S Koreans visit joint industrial park amid row with North

S Koreans visit joint industrial park amid row with North
Chung Ki-Sup (C), the head of the council of South Korean companies operating at the Kaesong Industrial Complex, speaks to the media before leaving for North Korea.

SEOUL - A group of 14 South Korean businessmen on Wednesday travelled to the Kaesong joint industrial zone for talks with North Korean officials to resolve an escalating row over wages at the park.

Pyongyang last month announced it would raise the basic salary of some 54,000 North Korean workers employed across 125 South Korean firms in the complex as of the end of last year.

The South rejected the idea, citing an existing agreement that any wage rise had to be agreed by a joint committee overseeing the management of the park.

It offered talks to discuss the issue but the North refused, saying it had no need to consult with the South and a "legitimate and normal" right to amend working conditions in Kaesong, which lies in the North just over the border.

"As to the North's unilateral changes to the regulations on wages, we will convey our position without reservations to the North", said Chung Ki-Sup, head of the council of South Korean companies operating at Kaesong.

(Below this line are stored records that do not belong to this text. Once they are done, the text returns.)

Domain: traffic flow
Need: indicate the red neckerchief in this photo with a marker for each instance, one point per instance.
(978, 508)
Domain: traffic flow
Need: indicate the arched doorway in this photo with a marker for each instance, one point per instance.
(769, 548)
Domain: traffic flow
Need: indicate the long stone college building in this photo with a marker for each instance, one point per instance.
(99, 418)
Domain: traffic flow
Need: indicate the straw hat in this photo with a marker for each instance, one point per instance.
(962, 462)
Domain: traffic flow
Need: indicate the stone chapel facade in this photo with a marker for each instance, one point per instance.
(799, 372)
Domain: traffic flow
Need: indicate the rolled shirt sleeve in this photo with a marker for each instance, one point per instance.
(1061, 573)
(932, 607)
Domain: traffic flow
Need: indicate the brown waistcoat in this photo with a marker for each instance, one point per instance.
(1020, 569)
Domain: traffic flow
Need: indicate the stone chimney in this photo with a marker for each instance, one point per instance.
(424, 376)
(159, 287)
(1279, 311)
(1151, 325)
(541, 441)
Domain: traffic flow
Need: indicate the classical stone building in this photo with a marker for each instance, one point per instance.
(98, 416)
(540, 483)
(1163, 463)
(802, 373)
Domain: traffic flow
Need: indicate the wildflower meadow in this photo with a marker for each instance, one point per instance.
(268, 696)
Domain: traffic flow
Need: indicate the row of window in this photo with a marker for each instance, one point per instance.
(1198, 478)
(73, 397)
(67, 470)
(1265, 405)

The companies are in a dilemma as the South Korean government has made it clear that they will be penalised if they yield to pressure from the North.

The North's proposal would increase the average amount the South pays for each worker - including allowances, welfare and overtime - from US$155 to US$164 (S$216 to S$228) monthly.

Separately, a row over the launch of anti-Pyongyang leaflets from the South has cast a shadow over the park's fate.

The leaflets are scheduled to be sent by propaganda balloon around Thursday next week to mark the five-year anniversary of the sinking of a South Korean warship in 2010, with the loss of 46 sailors, which the South blamed on the North.

South Korean activists say they will also sneak copies of satirical Hollywood movie "The Interview" across the border, in defiance of North Korea's repeated threats of retaliation through military means.

Kaesong businessmen say the North's anger at the planned launches is behind the row over wages. The South insists the activists have a democratic right to send the leaflets, but has appealed for restraint to avoid overly provoking the North.

In October last year North Korean border guards attempted to shoot down some balloons, triggering a brief exchange of heavy machine-gun fire between the two sides.

Local residents living near the launch sites have complained that the activists are putting their lives at risk by making them potential targets for North Korean retaliation.

Kaesong businessmen apparently downplayed their concerns that there might be a repeat of the 2013 crisis when the North effectively closed down the park for five months following a surge in military tensions.

Many of the firms, manufacturers of low-priced household goods, are still reeling from financial losses from the 2013 shutdown, estimated to be up to $1 billion.

The zone, a rare symbol of cross-border co-operation, had previously been spared the fallout from eruptions in ties between the two Koreas.